Re: OO as GNOME software (topic change)



Liam Quin wrote:
> On Sat, Feb 17, 2001 at 10:45:24AM +0100, Drazen Kacar wrote:
> > I'm not sure if GTK 1.2 is good enough for OpenOffice, because it's a huge
> > application and GTK 1.2 has certain limitations. OTOH, GTK 2 isn't
> > finished yet and it's probably not well documented,
> Both of those are things you could help with.

That wasn't a complaint. I'm pretty happy with GTK 2 being finished when
it's finished and with GTK 1.2 being stable and binary compatible.
Very happy, actualy.

> And neither is an argument Sun for not using Gtk+.
> Whatever the limitations might be, it's software, and they can be fixed.

Well, yes, but the question is where to put limited developer resources.
For example, they might want to wait for Pango, because an office suite
needs I18N infrastructure. StarOffice wasn't excelling at that, though.
And yes, they can help with Pango, if they think it's worth it. But it
should be their decision. A bit of prodding from the user base could
help them reach it, I suppose. :-)

> There are one or two working programs using Gtk+ already ;-)

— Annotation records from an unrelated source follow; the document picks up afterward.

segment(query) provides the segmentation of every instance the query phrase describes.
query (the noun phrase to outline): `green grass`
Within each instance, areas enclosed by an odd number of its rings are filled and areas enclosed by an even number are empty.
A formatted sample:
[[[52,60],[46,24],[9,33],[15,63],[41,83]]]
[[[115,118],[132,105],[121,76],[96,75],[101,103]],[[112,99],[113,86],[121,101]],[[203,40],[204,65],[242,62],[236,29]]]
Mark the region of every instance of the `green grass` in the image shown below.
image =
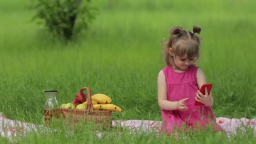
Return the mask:
[[[213,84],[216,116],[256,117],[255,2],[92,1],[100,14],[89,31],[67,45],[53,40],[42,26],[31,21],[33,11],[24,8],[28,1],[0,2],[0,110],[4,116],[42,124],[44,90],[59,90],[57,99],[62,104],[73,100],[81,87],[88,87],[92,94],[109,95],[123,109],[121,114],[113,114],[114,119],[160,121],[156,79],[165,67],[161,40],[168,38],[172,26],[192,30],[199,25],[203,41],[197,65],[207,82]],[[63,133],[48,139],[34,134],[32,142],[78,142],[82,134],[70,139],[62,137]],[[159,141],[150,138],[150,134],[125,134],[117,143]],[[89,142],[113,141],[108,137],[101,140],[93,134],[84,135]],[[179,142],[216,143],[231,140],[252,143],[251,140],[255,137],[248,135],[250,139],[240,135],[223,140],[210,135]],[[167,137],[160,140],[162,143],[173,141]],[[31,141],[27,138],[24,142]]]

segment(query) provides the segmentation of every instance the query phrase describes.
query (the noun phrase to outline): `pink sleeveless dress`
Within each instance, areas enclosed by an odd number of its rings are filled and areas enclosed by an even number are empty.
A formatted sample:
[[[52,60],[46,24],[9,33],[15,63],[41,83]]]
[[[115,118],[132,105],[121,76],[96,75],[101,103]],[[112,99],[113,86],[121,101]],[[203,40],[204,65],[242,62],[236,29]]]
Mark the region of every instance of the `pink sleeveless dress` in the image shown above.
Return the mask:
[[[171,66],[162,69],[167,85],[167,100],[179,101],[189,98],[185,102],[188,110],[182,111],[178,110],[167,111],[161,110],[163,125],[162,130],[167,134],[175,129],[185,131],[197,129],[205,130],[208,126],[213,126],[213,130],[223,130],[216,123],[214,116],[210,106],[195,106],[196,91],[199,89],[196,83],[197,67],[191,65],[183,73],[175,71]]]

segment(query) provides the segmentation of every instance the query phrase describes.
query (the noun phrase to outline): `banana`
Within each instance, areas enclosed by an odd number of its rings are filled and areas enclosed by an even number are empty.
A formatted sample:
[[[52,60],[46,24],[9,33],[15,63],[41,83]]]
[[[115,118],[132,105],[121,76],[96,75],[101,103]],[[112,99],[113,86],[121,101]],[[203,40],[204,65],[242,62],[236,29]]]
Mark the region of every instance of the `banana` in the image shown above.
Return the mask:
[[[98,110],[101,109],[101,106],[100,104],[92,105],[94,110]]]
[[[107,101],[107,103],[108,104],[111,104],[112,103],[112,100],[109,98],[108,95],[105,95],[104,94],[101,94],[101,93],[97,93],[95,94],[94,95],[94,96],[97,96],[97,97],[101,97]],[[92,95],[92,96],[94,96]]]
[[[103,110],[114,111],[117,108],[116,105],[110,104],[98,105],[101,106],[101,109]]]
[[[87,104],[87,103],[88,103],[88,101],[87,101],[87,100],[86,100],[86,101],[85,101],[85,102],[84,102],[84,104]],[[92,100],[92,101],[91,101],[91,103],[92,103],[93,105],[95,105],[95,104],[98,104],[98,103],[97,103],[96,101],[94,101],[94,100]]]
[[[121,108],[120,108],[120,107],[119,107],[118,106],[115,106],[117,107],[117,109],[115,109],[114,110],[114,112],[118,112],[118,113],[122,112],[123,110]]]
[[[107,100],[105,99],[103,99],[102,97],[99,97],[98,95],[96,95],[95,94],[91,96],[91,100],[95,101],[100,104],[107,103]]]

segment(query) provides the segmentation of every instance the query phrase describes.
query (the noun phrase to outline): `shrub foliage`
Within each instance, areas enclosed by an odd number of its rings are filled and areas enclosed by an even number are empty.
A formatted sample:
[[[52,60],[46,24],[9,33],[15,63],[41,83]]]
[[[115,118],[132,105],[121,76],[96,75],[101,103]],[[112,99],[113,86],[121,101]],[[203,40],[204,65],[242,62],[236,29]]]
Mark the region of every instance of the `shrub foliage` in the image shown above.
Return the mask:
[[[33,0],[30,8],[36,10],[33,20],[40,19],[50,32],[65,40],[88,28],[97,10],[89,0]]]

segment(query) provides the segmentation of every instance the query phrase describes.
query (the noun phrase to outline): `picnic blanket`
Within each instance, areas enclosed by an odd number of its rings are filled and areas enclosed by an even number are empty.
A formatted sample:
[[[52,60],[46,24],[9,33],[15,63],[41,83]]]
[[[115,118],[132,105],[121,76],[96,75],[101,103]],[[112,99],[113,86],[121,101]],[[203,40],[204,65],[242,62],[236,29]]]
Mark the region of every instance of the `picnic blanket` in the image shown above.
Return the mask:
[[[238,129],[245,131],[248,128],[253,129],[253,134],[254,136],[256,136],[256,118],[249,119],[246,118],[218,117],[216,118],[216,122],[226,131],[228,136],[231,135],[236,135]],[[142,131],[153,130],[160,131],[162,122],[136,119],[113,120],[112,121],[112,125],[114,127],[126,127],[131,130],[138,128],[142,129]],[[27,133],[43,130],[44,128],[44,125],[43,124],[38,125],[10,119],[0,113],[1,135],[2,137],[8,139],[10,142],[15,142],[20,140],[19,139],[22,138]],[[98,133],[97,136],[101,137],[101,133]]]

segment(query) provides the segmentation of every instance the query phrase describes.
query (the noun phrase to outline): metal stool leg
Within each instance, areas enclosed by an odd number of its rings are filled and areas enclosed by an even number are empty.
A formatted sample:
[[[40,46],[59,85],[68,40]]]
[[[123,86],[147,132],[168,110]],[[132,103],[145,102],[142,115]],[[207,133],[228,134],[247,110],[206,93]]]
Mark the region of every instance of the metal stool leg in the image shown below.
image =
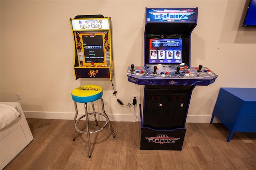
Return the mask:
[[[74,125],[75,128],[75,132],[73,135],[73,141],[75,141],[76,139],[75,139],[75,136],[76,133],[76,118],[77,117],[77,115],[78,112],[77,111],[77,106],[76,106],[76,102],[74,102],[75,104],[75,109],[76,109],[76,114],[75,115],[75,117],[74,118]]]
[[[85,112],[85,116],[86,118],[86,135],[88,139],[88,153],[89,157],[91,157],[91,139],[90,137],[90,131],[89,131],[89,117],[88,117],[88,112],[87,112],[87,104],[84,103],[84,111]]]
[[[102,108],[102,111],[103,112],[103,113],[104,114],[104,115],[105,115],[105,116],[106,116],[106,119],[107,119],[107,121],[108,121],[108,127],[109,127],[109,130],[113,134],[113,137],[114,138],[116,137],[116,134],[115,134],[115,133],[114,132],[114,131],[113,131],[113,130],[111,129],[111,127],[110,127],[110,121],[109,120],[109,118],[108,118],[108,115],[107,115],[107,114],[105,112],[105,109],[104,109],[104,102],[103,102],[103,99],[102,99],[102,98],[100,98],[100,100],[101,100],[101,106]]]
[[[98,126],[98,121],[96,118],[96,111],[95,111],[95,108],[94,108],[94,105],[93,104],[93,102],[92,102],[92,109],[93,109],[93,114],[94,115],[94,119],[95,120],[95,122],[96,122],[96,126]]]

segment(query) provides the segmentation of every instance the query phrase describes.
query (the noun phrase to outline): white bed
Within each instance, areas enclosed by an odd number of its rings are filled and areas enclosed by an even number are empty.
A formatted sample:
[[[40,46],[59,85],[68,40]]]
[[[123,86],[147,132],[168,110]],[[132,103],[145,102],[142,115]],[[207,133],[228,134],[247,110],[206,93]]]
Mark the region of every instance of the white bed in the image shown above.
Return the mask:
[[[0,131],[0,168],[2,170],[34,139],[34,138],[20,103],[1,102],[0,103],[3,107],[4,106],[6,106],[5,105],[12,106],[12,107],[15,108],[20,113],[18,117],[7,126],[1,129]],[[1,112],[4,112],[6,110],[1,108],[1,111],[4,111]],[[9,111],[9,110],[12,109],[10,109],[6,111]],[[14,110],[14,112],[16,111]],[[2,115],[3,113],[0,113]],[[4,119],[2,117],[1,119],[1,121]],[[5,126],[3,125],[2,122],[1,125],[2,126],[2,127]]]

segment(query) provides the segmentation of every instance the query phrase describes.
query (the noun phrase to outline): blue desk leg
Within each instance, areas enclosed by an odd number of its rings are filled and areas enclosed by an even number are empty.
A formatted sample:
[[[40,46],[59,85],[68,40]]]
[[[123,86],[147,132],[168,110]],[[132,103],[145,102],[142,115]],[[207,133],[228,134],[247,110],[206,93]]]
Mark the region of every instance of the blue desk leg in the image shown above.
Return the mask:
[[[231,131],[230,133],[229,133],[229,135],[228,135],[228,139],[227,140],[227,142],[229,142],[229,141],[230,141],[231,137],[232,137],[232,135],[233,135],[233,133],[234,133],[234,131],[233,130]]]
[[[213,120],[213,118],[214,117],[214,115],[212,115],[212,119],[211,119],[211,121],[210,122],[210,123],[212,123],[212,121]]]

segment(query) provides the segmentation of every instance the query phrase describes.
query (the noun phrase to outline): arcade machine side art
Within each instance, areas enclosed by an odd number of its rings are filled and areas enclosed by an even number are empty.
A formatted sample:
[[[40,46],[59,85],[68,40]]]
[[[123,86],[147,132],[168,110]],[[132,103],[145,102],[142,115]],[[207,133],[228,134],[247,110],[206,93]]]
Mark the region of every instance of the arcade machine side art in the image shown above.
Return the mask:
[[[70,19],[75,55],[74,72],[79,78],[113,78],[111,22],[102,15]]]
[[[192,91],[218,77],[202,65],[190,66],[197,11],[146,9],[144,66],[131,64],[127,72],[128,81],[144,85],[140,104],[141,149],[181,150]]]

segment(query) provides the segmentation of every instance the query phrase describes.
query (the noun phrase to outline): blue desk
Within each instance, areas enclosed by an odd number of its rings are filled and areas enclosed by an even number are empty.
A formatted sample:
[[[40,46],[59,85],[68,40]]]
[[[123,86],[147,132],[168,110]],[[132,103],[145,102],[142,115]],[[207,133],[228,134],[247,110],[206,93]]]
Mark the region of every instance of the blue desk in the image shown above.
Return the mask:
[[[256,88],[220,88],[210,123],[214,116],[230,132],[256,132]]]

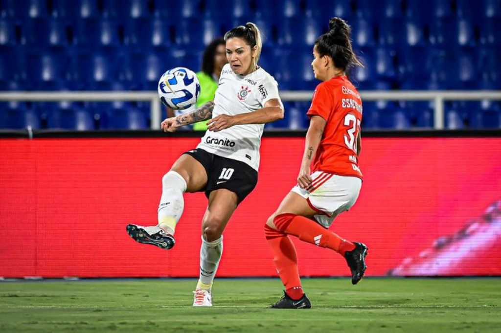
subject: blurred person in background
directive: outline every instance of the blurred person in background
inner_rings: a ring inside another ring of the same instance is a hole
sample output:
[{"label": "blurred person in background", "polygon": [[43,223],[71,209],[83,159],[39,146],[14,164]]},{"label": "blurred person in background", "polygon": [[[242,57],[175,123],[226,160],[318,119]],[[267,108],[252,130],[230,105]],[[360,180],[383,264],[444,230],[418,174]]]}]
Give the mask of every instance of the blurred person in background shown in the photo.
[{"label": "blurred person in background", "polygon": [[222,253],[222,233],[238,204],[256,187],[265,124],[284,118],[278,84],[258,66],[262,49],[253,23],[224,35],[229,64],[223,67],[214,101],[191,113],[162,122],[165,132],[210,119],[201,141],[183,154],[162,179],[158,224],[129,224],[140,243],[169,249],[184,208],[185,192],[204,192],[208,199],[202,219],[200,274],[193,305],[212,306],[211,288]]},{"label": "blurred person in background", "polygon": [[[207,46],[202,56],[202,70],[196,73],[200,82],[200,96],[196,100],[196,105],[185,110],[173,110],[167,108],[167,117],[170,118],[189,113],[200,107],[207,102],[213,101],[217,89],[217,84],[223,66],[228,63],[226,59],[224,40],[217,38]],[[195,131],[206,131],[207,122],[195,123],[192,128]],[[187,126],[186,126],[187,127]]]},{"label": "blurred person in background", "polygon": [[334,18],[329,28],[313,47],[312,66],[315,78],[322,82],[315,89],[307,113],[310,126],[298,184],[265,226],[285,289],[284,296],[272,308],[311,307],[303,291],[296,248],[288,235],[343,256],[353,284],[362,278],[366,268],[367,246],[344,239],[328,229],[337,215],[355,204],[362,179],[358,163],[362,101],[346,76],[351,67],[362,64],[352,48],[350,26]]}]

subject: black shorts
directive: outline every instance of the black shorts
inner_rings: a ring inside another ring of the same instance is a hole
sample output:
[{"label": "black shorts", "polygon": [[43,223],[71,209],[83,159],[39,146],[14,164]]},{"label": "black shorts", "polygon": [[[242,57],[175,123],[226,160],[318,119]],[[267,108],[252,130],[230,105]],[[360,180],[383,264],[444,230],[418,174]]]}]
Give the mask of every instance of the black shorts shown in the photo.
[{"label": "black shorts", "polygon": [[192,156],[205,168],[207,185],[198,192],[204,191],[207,198],[212,191],[225,188],[236,194],[238,203],[240,203],[258,183],[258,171],[243,162],[211,154],[200,148],[184,154]]}]

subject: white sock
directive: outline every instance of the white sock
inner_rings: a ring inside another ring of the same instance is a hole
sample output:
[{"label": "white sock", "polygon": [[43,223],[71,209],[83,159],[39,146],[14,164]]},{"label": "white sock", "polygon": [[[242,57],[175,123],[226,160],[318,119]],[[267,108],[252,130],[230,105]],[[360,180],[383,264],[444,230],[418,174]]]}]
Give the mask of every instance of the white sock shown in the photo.
[{"label": "white sock", "polygon": [[162,178],[158,226],[172,235],[184,209],[183,193],[186,190],[186,181],[175,171],[169,171]]},{"label": "white sock", "polygon": [[197,288],[210,289],[222,253],[222,236],[212,242],[202,237],[200,248],[200,275]]}]

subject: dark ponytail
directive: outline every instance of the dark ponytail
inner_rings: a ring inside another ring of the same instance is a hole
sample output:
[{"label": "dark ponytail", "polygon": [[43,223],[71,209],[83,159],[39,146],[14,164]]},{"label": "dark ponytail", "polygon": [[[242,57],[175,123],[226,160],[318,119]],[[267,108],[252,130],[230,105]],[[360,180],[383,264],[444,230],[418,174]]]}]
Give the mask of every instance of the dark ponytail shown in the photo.
[{"label": "dark ponytail", "polygon": [[329,32],[315,41],[317,52],[321,57],[329,56],[334,66],[346,72],[353,66],[363,67],[351,46],[351,28],[342,19],[333,18],[329,22]]}]

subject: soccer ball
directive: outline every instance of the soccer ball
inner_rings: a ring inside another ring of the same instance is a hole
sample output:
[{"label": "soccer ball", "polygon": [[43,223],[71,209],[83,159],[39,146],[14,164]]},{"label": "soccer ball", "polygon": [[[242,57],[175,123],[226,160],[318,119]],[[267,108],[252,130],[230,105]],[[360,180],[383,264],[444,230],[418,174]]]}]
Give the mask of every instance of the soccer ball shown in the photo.
[{"label": "soccer ball", "polygon": [[200,95],[200,82],[192,71],[176,67],[163,74],[158,81],[160,100],[174,110],[184,110],[195,103]]}]

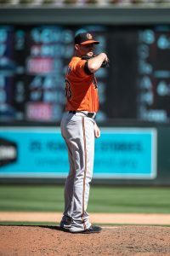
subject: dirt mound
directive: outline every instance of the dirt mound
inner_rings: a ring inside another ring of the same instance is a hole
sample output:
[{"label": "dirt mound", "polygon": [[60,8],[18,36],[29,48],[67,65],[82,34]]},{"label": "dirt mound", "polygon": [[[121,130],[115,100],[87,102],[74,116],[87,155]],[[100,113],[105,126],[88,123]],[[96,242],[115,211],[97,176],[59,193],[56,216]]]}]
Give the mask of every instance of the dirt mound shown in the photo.
[{"label": "dirt mound", "polygon": [[56,226],[0,226],[0,255],[170,255],[170,228],[105,226],[70,234]]}]

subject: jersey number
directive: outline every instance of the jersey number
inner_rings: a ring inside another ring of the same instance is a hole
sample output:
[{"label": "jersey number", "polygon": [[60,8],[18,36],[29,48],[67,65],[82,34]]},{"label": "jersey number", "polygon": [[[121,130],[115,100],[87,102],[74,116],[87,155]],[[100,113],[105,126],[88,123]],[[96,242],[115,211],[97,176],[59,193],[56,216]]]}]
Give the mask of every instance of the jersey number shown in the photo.
[{"label": "jersey number", "polygon": [[71,84],[68,79],[65,79],[65,96],[69,100],[71,99],[72,92],[71,90]]}]

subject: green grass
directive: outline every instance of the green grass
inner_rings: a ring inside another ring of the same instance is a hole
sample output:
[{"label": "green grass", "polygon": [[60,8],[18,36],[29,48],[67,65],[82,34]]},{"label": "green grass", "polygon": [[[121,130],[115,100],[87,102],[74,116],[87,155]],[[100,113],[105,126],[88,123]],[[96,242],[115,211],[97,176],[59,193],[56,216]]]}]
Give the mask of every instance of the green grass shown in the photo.
[{"label": "green grass", "polygon": [[[0,211],[63,212],[63,186],[0,186]],[[170,188],[92,186],[89,212],[170,213]]]}]

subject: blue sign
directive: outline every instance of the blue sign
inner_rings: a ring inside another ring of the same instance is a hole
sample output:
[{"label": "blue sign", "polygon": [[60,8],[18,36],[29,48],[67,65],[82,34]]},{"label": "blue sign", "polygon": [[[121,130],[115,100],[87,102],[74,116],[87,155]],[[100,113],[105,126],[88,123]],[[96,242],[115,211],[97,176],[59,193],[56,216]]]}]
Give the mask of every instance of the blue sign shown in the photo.
[{"label": "blue sign", "polygon": [[[156,130],[103,128],[94,177],[155,178]],[[59,128],[0,130],[0,177],[65,177],[68,154]]]}]

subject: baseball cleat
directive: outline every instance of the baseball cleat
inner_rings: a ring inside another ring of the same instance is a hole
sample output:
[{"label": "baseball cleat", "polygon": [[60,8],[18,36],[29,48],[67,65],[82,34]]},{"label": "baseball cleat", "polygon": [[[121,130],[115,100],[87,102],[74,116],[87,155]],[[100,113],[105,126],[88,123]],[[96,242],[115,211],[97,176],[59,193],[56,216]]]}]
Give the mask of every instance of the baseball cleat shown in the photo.
[{"label": "baseball cleat", "polygon": [[61,229],[70,229],[71,226],[72,218],[69,216],[64,218],[64,219],[60,222],[60,228]]},{"label": "baseball cleat", "polygon": [[93,233],[99,233],[101,231],[101,228],[99,226],[94,226],[94,225],[91,225],[89,227],[89,229],[87,229],[85,230],[78,230],[78,231],[72,231],[70,229],[66,229],[66,228],[61,228],[61,230],[64,232],[70,232],[72,234],[93,234]]}]

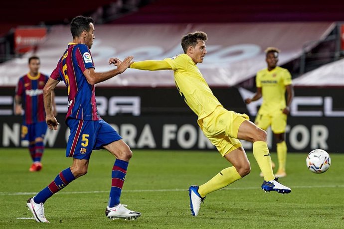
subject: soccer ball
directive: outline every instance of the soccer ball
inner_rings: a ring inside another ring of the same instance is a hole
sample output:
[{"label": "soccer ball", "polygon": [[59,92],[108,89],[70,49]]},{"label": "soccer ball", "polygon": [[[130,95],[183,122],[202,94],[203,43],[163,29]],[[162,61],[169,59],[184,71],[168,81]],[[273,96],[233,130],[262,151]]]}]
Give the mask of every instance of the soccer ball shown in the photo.
[{"label": "soccer ball", "polygon": [[326,172],[331,164],[331,158],[325,150],[315,149],[311,152],[306,159],[308,169],[314,173]]}]

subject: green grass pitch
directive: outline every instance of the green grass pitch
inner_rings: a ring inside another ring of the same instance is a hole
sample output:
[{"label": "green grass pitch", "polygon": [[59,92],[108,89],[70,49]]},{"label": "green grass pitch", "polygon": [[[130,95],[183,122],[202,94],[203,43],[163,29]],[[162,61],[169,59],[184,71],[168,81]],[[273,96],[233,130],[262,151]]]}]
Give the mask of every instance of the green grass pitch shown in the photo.
[{"label": "green grass pitch", "polygon": [[[26,149],[0,149],[0,228],[344,228],[344,154],[330,153],[332,164],[316,174],[306,166],[304,153],[288,155],[288,176],[280,179],[289,195],[266,193],[252,153],[246,177],[208,195],[199,215],[192,217],[187,189],[208,181],[230,164],[213,151],[133,150],[121,198],[141,212],[136,221],[110,220],[105,215],[114,158],[94,151],[87,174],[48,199],[39,224],[26,201],[71,165],[63,149],[46,150],[41,171],[28,171]],[[272,154],[277,162],[276,153]]]}]

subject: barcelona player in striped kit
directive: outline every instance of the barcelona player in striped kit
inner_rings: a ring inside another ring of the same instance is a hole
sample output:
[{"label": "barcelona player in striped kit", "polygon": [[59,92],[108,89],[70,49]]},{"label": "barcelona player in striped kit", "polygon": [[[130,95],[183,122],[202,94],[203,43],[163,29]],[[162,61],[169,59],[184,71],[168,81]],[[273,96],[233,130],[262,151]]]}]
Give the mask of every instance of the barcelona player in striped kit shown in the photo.
[{"label": "barcelona player in striped kit", "polygon": [[[29,151],[32,160],[30,172],[42,169],[43,140],[47,127],[43,102],[43,88],[49,78],[38,71],[40,66],[38,57],[33,56],[29,58],[30,71],[19,79],[14,97],[15,114],[21,114],[24,110],[21,137],[29,142]],[[53,104],[54,111],[56,111],[55,103]]]},{"label": "barcelona player in striped kit", "polygon": [[133,56],[123,62],[116,59],[117,68],[96,72],[90,49],[94,36],[94,20],[78,16],[73,19],[70,29],[73,42],[68,44],[44,89],[46,121],[51,129],[57,129],[54,116],[51,93],[59,81],[68,90],[66,123],[70,129],[66,156],[73,157],[73,164],[60,172],[55,179],[36,196],[27,201],[27,207],[37,222],[49,223],[44,216],[43,204],[54,194],[87,172],[93,149],[104,148],[116,157],[112,171],[110,198],[105,214],[110,219],[136,219],[139,212],[130,211],[120,203],[127,169],[132,152],[122,137],[99,115],[94,85],[122,73],[133,63]]}]

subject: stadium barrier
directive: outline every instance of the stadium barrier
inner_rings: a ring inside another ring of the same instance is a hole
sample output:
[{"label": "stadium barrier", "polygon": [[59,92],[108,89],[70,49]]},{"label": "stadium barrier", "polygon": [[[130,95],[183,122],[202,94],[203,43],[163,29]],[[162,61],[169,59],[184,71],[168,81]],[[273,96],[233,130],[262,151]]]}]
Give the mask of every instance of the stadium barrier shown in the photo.
[{"label": "stadium barrier", "polygon": [[[57,131],[48,131],[48,147],[64,148],[69,134],[64,123],[66,111],[65,89],[56,91]],[[21,117],[13,115],[13,88],[0,92],[0,147],[24,146],[20,139]],[[214,88],[213,92],[225,108],[249,114],[252,120],[260,102],[246,106],[245,98],[253,92],[242,88]],[[214,149],[197,125],[197,117],[180,98],[175,88],[103,88],[96,90],[101,116],[113,125],[133,149],[205,150]],[[295,97],[288,120],[286,140],[290,152],[322,148],[344,152],[340,133],[344,129],[344,108],[341,88],[295,89]],[[269,146],[276,150],[271,131]],[[243,142],[250,150],[252,144]]]}]

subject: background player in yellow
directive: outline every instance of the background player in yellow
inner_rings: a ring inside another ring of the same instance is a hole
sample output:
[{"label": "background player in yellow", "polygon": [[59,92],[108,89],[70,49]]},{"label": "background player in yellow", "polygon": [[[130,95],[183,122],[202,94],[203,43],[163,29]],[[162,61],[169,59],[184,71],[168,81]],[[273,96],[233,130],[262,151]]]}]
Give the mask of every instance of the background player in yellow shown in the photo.
[{"label": "background player in yellow", "polygon": [[283,177],[287,176],[287,145],[285,139],[287,116],[290,112],[289,108],[293,100],[294,91],[292,77],[289,71],[277,66],[279,52],[280,50],[274,47],[268,48],[265,50],[267,68],[257,73],[257,92],[252,98],[246,99],[245,102],[248,104],[263,97],[263,103],[255,123],[264,130],[271,126],[277,142],[278,158],[278,170],[275,176]]},{"label": "background player in yellow", "polygon": [[[223,108],[196,66],[203,62],[206,54],[207,39],[203,32],[188,33],[181,38],[184,54],[163,60],[139,61],[130,65],[131,68],[144,70],[173,70],[180,96],[197,115],[199,127],[221,155],[233,165],[221,170],[206,183],[189,187],[190,207],[191,214],[195,216],[198,215],[200,203],[206,195],[227,186],[250,172],[250,162],[238,139],[253,142],[253,154],[264,174],[263,190],[280,193],[291,191],[279,183],[274,176],[266,132],[250,121],[247,115]],[[109,64],[119,63],[113,58],[109,60]]]}]

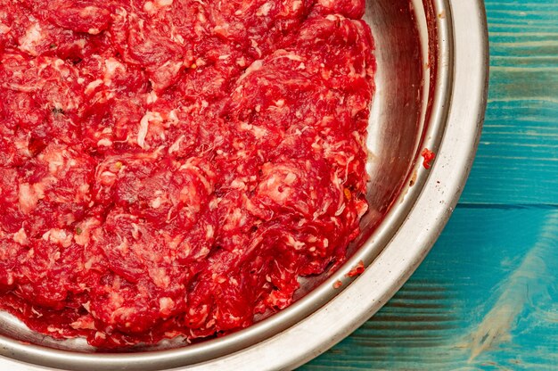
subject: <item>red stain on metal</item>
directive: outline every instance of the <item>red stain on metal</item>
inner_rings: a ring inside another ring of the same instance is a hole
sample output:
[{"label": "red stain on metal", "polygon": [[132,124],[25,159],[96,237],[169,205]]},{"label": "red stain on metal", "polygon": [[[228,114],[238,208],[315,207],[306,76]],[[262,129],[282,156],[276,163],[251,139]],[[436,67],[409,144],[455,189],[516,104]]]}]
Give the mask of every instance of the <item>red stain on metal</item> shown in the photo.
[{"label": "red stain on metal", "polygon": [[431,161],[434,160],[434,158],[436,157],[436,153],[434,153],[433,152],[431,152],[431,150],[429,150],[428,148],[424,148],[423,150],[423,153],[421,153],[421,155],[423,156],[423,158],[424,159],[423,161],[423,166],[424,167],[424,169],[431,169]]},{"label": "red stain on metal", "polygon": [[349,273],[347,274],[347,276],[354,277],[357,276],[360,276],[363,274],[364,271],[365,271],[365,263],[364,261],[360,260],[358,264],[357,264],[355,267],[353,267],[351,270],[349,271]]}]

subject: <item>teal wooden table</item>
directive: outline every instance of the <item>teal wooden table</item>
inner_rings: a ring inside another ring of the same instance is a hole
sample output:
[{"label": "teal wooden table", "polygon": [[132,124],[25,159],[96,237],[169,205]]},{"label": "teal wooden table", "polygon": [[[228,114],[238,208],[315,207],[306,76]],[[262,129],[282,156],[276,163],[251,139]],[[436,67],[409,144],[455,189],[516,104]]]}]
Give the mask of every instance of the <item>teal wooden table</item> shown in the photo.
[{"label": "teal wooden table", "polygon": [[458,207],[401,291],[301,370],[558,370],[558,0],[486,7],[488,108]]}]

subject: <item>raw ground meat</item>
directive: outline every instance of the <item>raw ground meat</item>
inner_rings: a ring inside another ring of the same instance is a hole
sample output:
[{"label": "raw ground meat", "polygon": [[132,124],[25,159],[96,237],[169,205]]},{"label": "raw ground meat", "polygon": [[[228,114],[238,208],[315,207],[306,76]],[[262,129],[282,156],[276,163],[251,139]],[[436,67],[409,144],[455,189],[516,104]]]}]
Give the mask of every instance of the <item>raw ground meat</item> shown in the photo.
[{"label": "raw ground meat", "polygon": [[220,335],[366,212],[364,0],[0,0],[0,308],[116,348]]}]

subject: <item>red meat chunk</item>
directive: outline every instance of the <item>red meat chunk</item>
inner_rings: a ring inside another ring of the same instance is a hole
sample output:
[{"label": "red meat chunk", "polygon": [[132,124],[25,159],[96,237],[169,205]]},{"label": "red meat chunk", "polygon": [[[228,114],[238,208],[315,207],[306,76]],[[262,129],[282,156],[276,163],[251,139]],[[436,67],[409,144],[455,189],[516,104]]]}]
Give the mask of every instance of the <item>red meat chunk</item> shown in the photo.
[{"label": "red meat chunk", "polygon": [[0,0],[0,309],[118,348],[221,335],[367,210],[363,0]]}]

I've noticed. Some even don't spit criticals on stderr.

> I think it should be possible to use other toolkits,
> if themes interoperate, drag and drop, copy and paste interoperate,
> and keybinding and buttons work the same.

Recently there was a post on gtk-devel about loading and unloading GNOME
libraries in run-time in order to be able to interoperate with GNOME in
case the app is running in the GNOME environment. The idea looks appealing
(to me, at least).

> In other words, the question is not, what is the technology, but,
> what is the user experience?

Agreed.

-- 
 .-.   .-.    Sarcasm is just one more service we offer.